Survey: 10 Years After Columbine, Parents Not Engaged In School Safety
On 10th anniversary of the Columbine school shootings, the National Crime Prevention Council (NCPC) says parents are not engaged in school safety and prevention efforts at their children's school.
The findings come from a newly released survey by NCPC, the nonprofit group best known for its icon McGruff the Crime Dog. NCPC's report shows that one in three parents have not had any discussions with school officials about school safety issues such as bullying or weapons in school. Of those parents who have spoken with school officials about safety issues, they do so an average of one time per year.
"It is disconcerting to find parents are more likely to talk to school officials about social issues such as 'getting along with others' than they are to talk about school safety," said NCPC President and CEO Alfonso E. Lenhardt.
Lenhardt continued by saying parents must be actively involved if we are to keep our children safe. Most violent incidents in schools today are often preceded by warning signs of trouble ahead. NCPC believes if we can get parents, school officials, and students working in concert, we can thwart some of these tragedies.
While these findings are disturbing, NCPC says the picture is not all doom and gloom.

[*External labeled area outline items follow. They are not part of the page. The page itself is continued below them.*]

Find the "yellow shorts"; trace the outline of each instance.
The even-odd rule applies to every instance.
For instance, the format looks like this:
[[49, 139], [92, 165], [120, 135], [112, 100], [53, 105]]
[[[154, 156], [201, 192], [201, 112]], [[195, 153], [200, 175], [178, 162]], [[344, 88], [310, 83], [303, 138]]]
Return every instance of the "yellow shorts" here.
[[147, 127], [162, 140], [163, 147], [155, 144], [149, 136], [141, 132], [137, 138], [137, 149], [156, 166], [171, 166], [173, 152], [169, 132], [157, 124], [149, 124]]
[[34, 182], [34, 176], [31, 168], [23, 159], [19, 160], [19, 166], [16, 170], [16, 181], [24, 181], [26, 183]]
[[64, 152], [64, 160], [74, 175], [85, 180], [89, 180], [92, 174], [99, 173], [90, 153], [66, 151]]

Parents of middle school students reported being aware of a range of prevention methods used in their children's school.
- Nearly nine in10 (87 percent) of parents say their school requires visitors to check in or sign in at a designated location.
- More than half of parents say their child's school requires parental involvement in school safety activities (59 percent).
- Fifty percent report that their child's school has a school safety officer such as a security guard or police officer (50 percent).